For those wanting to go to Whole Foods for specialty items (such as my beloved Bulletproof ingredients), the Logan Circle Whole Foods at 1440 P Street NW is a 9 minute UBER/Lyft Ride or 20 minute walk each way from the hotel.

There is also a Smoothie King located near the Gallery Place metro station at 703 7th St. NW. A good #FCL strategy for those who don’t want to grocery shop at the congress but still want to save some money on food is to walk to Smoothie King in the morning (about a 5 minute walk) and get a 40 oz Strawberry Hulk smoothie for $9.99. The Strawberry Hulk, as I discussed in my NYC survival guide, is a 1000+ calorie meal replacement smoothie which provides a large portion of most people’s daily calorie and macronutrient requirements and should last you until dinner. I would allow some time to digest before being active in any way if you go this route. [Disclosure: Per the DCBX site, Smoothie King is a DCBX sponsor this year, but this has no bearing on my recommendation, I honestly think the Hulk smoothies are a quick easy way to knock out a good chunk of the day’s calories and macros in one fell swoop for a relatively low cost.]

For your coffee needs, the Starbucks located directly in the event hotel’s lobby is your best bet.

As far as options for your one restaurant meal, there are hundreds of restaurants directly around the hotel, most of them chains, and writing about all of them would be at least one whole separate article. The restaurant I’m looking forward to having at least one of my daily meals out at is New Big Wong, an underground Chinese restaurant located at 610 H Street NW, a short walk from the hotel. They have some of the best General Tso’s Chicken in the city in my opinion.
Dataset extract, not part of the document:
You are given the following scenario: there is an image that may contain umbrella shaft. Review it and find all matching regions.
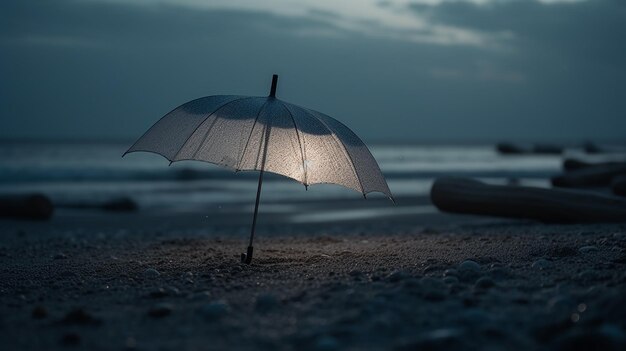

I’ve also heard good things about Oyamel Cocina on 401 7th Street NW, which I have never been to but which was featured on a TV show I worked on several years ago. They serve grasshopper tacos (no kidding) for those of you with adventurous palates. For those of you with less adventurous palates looking to eat out frugally, good old McD’s can be found at 601 F Street NW near the Metro, with Chipotle located right next door.

Other than these recommendations, Google Maps is really your best friend for navigating the staggeringly abundant food options directly around this festival.

That’s all the info I have… sound off in the comments if you got anything else to add and I’ll see you at DCBX!